Em 27 de outubro de 1880, nasceu em Rio Claro, no estado de São Paulo, Linneo de Paula Machado, filho de Francisco Vilella de Paula Machado, médico conceituado, e Sebastiana Augusta Mello Franco de Paula Machado, neta do 1º Barão de Araraquara e 1º Visconde de Rio Claro.
Desde os sete anos Linneo assistia e gostava de corridas de cavalo. Foi quando estava com essa idade que seu pai adquiriu do coronel Bento Bicudo um cavalo francês de puro sangue, filho de Ruy Blas e Charlotte, chamado Carestiamble, para montaria e para servir as éguas de uma chácara de sua propriedade, em Rio Claro. Nessa época a fazenda São José, fundada por seu bisavô em 1839, ainda pertencia aos herdeiros de seu avô, o Visconde do Rio Claro.
Em 1894, Linneo foi para Paris e lá ficou até 1903. Aos 16 anos fez seus estudos no Lycée Janson de Sally e depois na École des Hautes Études Commerciales.
Na Cidade Luz, durante cerca de nove anos, não perdia uma só corrida, quer aos domingos quer às quintas-feiras, seguindo com o maior interesse e dedicação as corridas do turfe francês.
Ao voltar para o Brasil, pediu ao seu pai, o Dr. Francisco Vilella de Paula Machado, já então proprietário da Fazenda São José, para fundar um haras. Seu pai, também apaixonado pelo turfe, consentiu no seu pedido e, em 1906, deu-se o início ao Haras São José, em Rio Claro.

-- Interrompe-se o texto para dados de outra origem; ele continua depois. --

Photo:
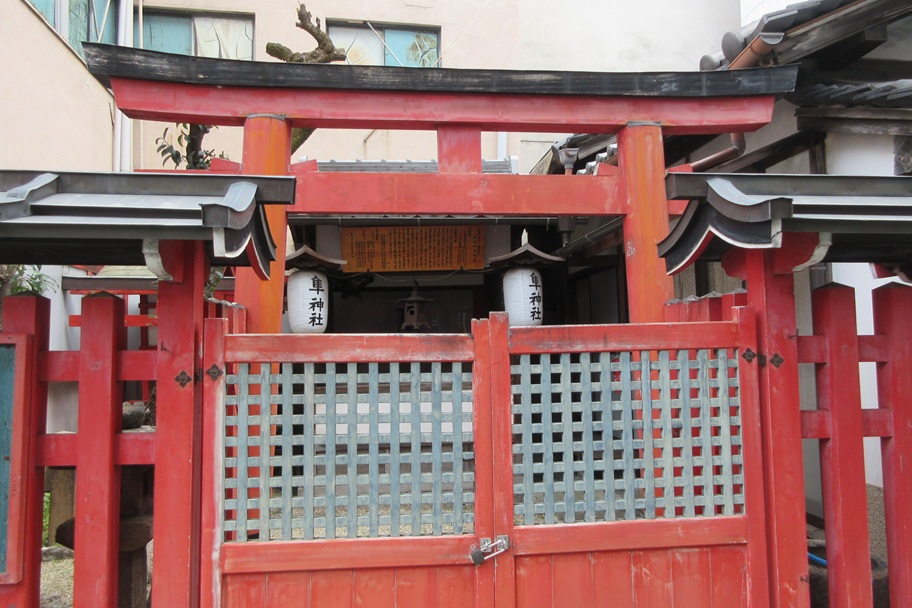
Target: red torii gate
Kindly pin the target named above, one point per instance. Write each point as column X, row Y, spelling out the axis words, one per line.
column 269, row 99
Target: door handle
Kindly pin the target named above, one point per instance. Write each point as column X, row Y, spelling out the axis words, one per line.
column 488, row 549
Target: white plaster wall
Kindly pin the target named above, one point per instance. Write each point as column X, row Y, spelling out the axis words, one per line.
column 852, row 154
column 53, row 113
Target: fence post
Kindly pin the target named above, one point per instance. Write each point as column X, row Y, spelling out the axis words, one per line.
column 892, row 304
column 842, row 454
column 30, row 315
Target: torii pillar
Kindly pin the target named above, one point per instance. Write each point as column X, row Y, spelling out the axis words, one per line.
column 267, row 145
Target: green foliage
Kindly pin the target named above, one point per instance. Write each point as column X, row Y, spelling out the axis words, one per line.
column 22, row 278
column 188, row 149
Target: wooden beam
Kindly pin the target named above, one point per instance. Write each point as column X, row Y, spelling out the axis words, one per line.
column 834, row 27
column 864, row 121
column 456, row 194
column 230, row 106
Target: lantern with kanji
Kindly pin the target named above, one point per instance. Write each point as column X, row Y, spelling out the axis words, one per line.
column 522, row 284
column 308, row 290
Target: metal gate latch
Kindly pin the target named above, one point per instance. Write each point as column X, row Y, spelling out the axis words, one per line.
column 489, row 549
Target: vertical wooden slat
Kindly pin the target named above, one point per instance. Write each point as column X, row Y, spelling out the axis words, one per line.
column 706, row 432
column 566, row 417
column 572, row 579
column 265, row 451
column 549, row 495
column 395, row 455
column 687, row 471
column 627, row 435
column 588, row 436
column 243, row 449
column 528, row 461
column 437, row 447
column 213, row 474
column 692, row 584
column 287, row 488
column 332, row 419
column 485, row 391
column 373, row 466
column 652, row 578
column 842, row 467
column 649, row 435
column 608, row 435
column 97, row 501
column 374, row 588
column 309, row 448
column 892, row 304
column 415, row 448
column 668, row 468
column 351, row 454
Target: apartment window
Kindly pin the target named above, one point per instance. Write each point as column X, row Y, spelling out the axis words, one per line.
column 391, row 45
column 81, row 20
column 203, row 35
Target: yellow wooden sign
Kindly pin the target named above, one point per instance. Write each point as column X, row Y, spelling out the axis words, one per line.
column 413, row 248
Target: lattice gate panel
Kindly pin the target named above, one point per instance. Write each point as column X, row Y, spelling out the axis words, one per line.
column 626, row 435
column 345, row 450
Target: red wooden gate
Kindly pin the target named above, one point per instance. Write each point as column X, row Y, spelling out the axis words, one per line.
column 578, row 466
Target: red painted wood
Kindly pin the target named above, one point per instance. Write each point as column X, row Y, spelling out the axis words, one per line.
column 654, row 336
column 652, row 579
column 456, row 586
column 730, row 583
column 842, row 466
column 331, row 589
column 281, row 556
column 772, row 297
column 175, row 580
column 374, row 588
column 752, row 455
column 502, row 473
column 30, row 315
column 572, row 576
column 417, row 587
column 637, row 534
column 267, row 141
column 211, row 512
column 641, row 158
column 245, row 591
column 534, row 582
column 892, row 304
column 288, row 588
column 692, row 583
column 483, row 424
column 458, row 149
column 97, row 500
column 456, row 194
column 342, row 347
column 167, row 101
column 20, row 463
column 612, row 580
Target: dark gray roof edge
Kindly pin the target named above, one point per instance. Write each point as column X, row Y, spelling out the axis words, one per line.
column 106, row 61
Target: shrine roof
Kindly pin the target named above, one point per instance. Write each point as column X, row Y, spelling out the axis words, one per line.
column 857, row 218
column 119, row 218
column 107, row 61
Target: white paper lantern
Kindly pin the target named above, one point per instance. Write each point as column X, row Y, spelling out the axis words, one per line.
column 308, row 302
column 523, row 296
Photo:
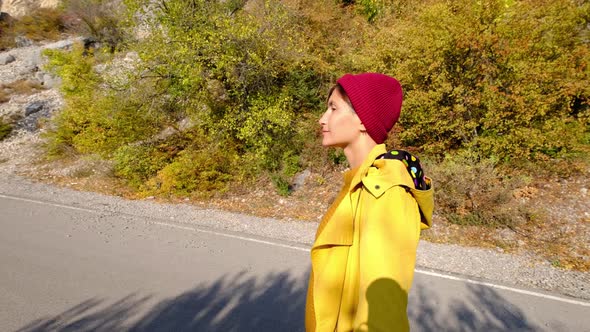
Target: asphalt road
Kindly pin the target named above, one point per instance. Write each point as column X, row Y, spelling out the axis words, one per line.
column 69, row 268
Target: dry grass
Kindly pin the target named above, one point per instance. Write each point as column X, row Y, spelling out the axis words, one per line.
column 20, row 87
column 553, row 214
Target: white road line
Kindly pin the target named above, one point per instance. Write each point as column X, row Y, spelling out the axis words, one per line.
column 515, row 290
column 47, row 203
column 276, row 244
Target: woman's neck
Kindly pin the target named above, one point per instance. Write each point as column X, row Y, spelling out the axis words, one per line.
column 357, row 152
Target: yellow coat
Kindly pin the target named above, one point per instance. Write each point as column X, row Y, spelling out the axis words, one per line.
column 364, row 253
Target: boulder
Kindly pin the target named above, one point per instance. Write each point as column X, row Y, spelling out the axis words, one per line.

Linneo logo partiu para a Europa, onde adquiriu 11 éguas e os garanhões Flaneur II e Zimpanet, enquanto seu pai ficou na fazenda providenciando as instalações. Dentre as éguas que importou estavam Juracy, Amandine, Flotte Russe e France, esta filha de Xantrailles, potro que foi líder de sua geração na Europa junto com a potranca Plaisanterie, ambos da geração de 1882.
Juracy, que nasceu na Inglaterra em 1900, acabou por ter uma importância das mais significativas, pois sua linha feminina vem há um século gerando produtos de expressão para o Haras. Ela é da mesma linha tronco feminina de: West Australian (Tríplice Coroado inglês), Vândalo (GP Derby Paulista), Xaveco (reprodutor líder no Brasil), Bretagne (GP São Paulo, GP Henrique Possolo), Dimane (GP Diana, e Taça de Prata) mãe da clássica Vacilação, Gentlemen (Gran Premio Nacional, Polla de Potillos, na Argentina e Pimlico Handicap, nos Estados Unidos) e Danzig, importantíssimo chefe de raça americano.
O primeiro cavalo a nascer no Haras São José foi Aragon, importado no ventre de Flotte Russe, filha de Byfleet, meia irmã de Quintette, ganhador do Prix du Jockey Club, o derby francês. A bisavó de Aragon, Armanda, era avó de Haeume, ganhador de duas provas da “tríplice coroa francesa”.
Desde o primeiro produto, Linneo tinha a preocupação de procurar parentescos estritamente clássicos nas linhas maternas.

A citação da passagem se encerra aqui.